SCG isn’t a household name in the sports car segment, but it has been making waves on and off the track for the past couple of years. Remember the 003 shown in Geneva two years ago? The 004S is its smaller, less expensive sibling with a personality of its own. Visually, it looks like the child of a 1960s Italian coupe and a modern-day LMP1 race car. The shapely body work is complemented by a dome-like glass greenhouse that gives the driver a commanding view of what’s in front and next to the car.
The interior is even more striking than the exterior. The driver sits front and center while the passengers are positioned on either side, a configuration pioneered by the McLaren F1 in the 1990s. Because it’s not a mass-produced car, the 004S doesn’t need to comply with safety regulations that mandate the use of airbags, among other features. The result is a refreshingly basic-looking cabin with nine analog dials clearly laid out across the dashboard, a three-spoke steering wheel, a handful of switches, and a gorgeous gated shifter.
The 004S was designed to hit the track. Aspiring racers can order an on-board fire suppression system and a rally timer integrated into the center console. Alternatively, those who prefer to use it daily can ask SCG to add an iPhone dock right in front of the shifter.
The body and the chassis are both made out of carbon fiber in a bid to keep weight down to around 2,600 pounds. Power comes from a twin-turbocharged, 5.0-liter V8 engine tuned to pump out about 650 horsepower and 531 pound-feet of torque. The eight-cylinder — whose origins haven’t been revealed yet — spins the rear wheels via a six-speed automatic transmission, though an automatic unit with shift paddles is available at an extra cost.

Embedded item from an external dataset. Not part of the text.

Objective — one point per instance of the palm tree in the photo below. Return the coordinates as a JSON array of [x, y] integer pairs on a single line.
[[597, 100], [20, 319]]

SCG plans to begin testing pre-production prototypes next year, and it will start delivering the first 25 Founders Edition cars in 2019 at the latest. Its facility can build 250 cars annually, and the 004S is fully street legal because it falls under the low-volume manufacturer rules laid out last year by the National Highway Traffic Safety Administration (NHTSA). Pricing starts at approximately $400,000 before options are factored in, a figure that places it in the same ball park as big-name supercars like Lamborghini’s Aventador S.